Internet? Of course I turned my roaming data off (and you should too, or you’ll probably regret it!). I had hoped for the same kind of ubiquitous free wifi that Vancouver enjoys, but no such luck. In fact, only one coffee shop and one pub has provided it free so far during my stay. So I bit the bullet and paid £39 (about $60) for 60 hours of wifi from BT OpenZone. Most coffee shops have BT OpenZone as an option. Next time though, I’ll buy a dongle, although apparently they’re not as fast as using BT OpenZone.
2. Grocery Stores
Obviously buying groceries is less expensive than dining out. Grocery stores here seem to supply way more quick-and-easy (yet healthy!) travel-friendly items than Canadian stores. Marks & Spencer is particularly fabulous – little curry bowls and fancy-schmancy couscous boxes, for example. As you would expect, there is a range between super-value grocery stores up to high-end grocery stores.
Sainsbury is probably the most value-for-dollar. Think: SuperStore.
Tescos are everywhere, and a good, basic store. Think: SaveOn
Marks and Spencer are probably comparable to Safeway.
Waitrose is generally top end, perhaps comparable to the IGA Marketplace.
I have not seen anywhere comparable to Urban Fare or Whole Foods (Waitrose might reach those heights but I’ve only been in one small one).

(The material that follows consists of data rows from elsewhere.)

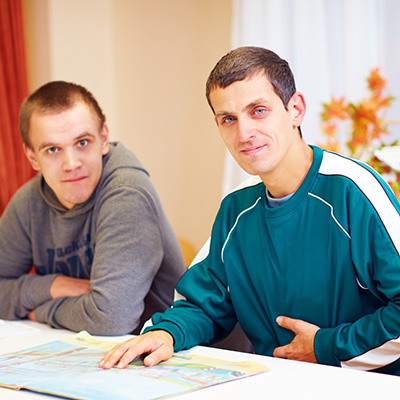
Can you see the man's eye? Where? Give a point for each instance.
(228, 119)
(83, 143)
(52, 150)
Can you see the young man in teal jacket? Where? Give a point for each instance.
(305, 256)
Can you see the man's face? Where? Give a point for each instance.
(255, 126)
(67, 148)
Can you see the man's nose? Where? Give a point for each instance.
(71, 160)
(245, 129)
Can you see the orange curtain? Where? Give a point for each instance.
(14, 167)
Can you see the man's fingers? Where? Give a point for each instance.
(157, 344)
(280, 352)
(122, 351)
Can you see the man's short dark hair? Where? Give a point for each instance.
(53, 98)
(245, 62)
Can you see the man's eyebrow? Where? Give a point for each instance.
(77, 139)
(248, 107)
(256, 103)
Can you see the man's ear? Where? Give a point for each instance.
(104, 138)
(31, 156)
(297, 105)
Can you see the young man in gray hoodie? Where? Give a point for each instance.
(90, 223)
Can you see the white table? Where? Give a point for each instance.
(286, 380)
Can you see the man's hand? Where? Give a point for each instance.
(159, 345)
(65, 286)
(302, 346)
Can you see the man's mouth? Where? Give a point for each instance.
(252, 150)
(74, 179)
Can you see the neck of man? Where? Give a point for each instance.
(290, 174)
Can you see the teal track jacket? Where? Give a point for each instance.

3. Trains. Trains are the way to go between towns. The further in advance you book, the better the fare. Use trainline to find the best deals. So far I haven’t seen any real advantage of going first class over economy, and I’m not just saying that because I’m a money coach. So unless you have money to spare, stick with economy.
4. Many galleries – top calibre galleries – are free or by donation. Spend time enjoying them! The Tate Galleries, The National Gallery, Natural History Museum — enough to keep you engrossed for hours, for free.
5. Shows. If you’re prepared to risk not getting a seat at all, really super-low deals can be had by booking same-day theatre tickets from Last Minute.
One thing everyone should know is that the whole country is well in to the chip-(debit) card. My debit card isn’t (I’d received the card but not my pin before I left) so I can’t use it at all! Problem inelegantly solved by using my visa which is chipped.
Readers – any of you travel in England a lot? What would you add to this list?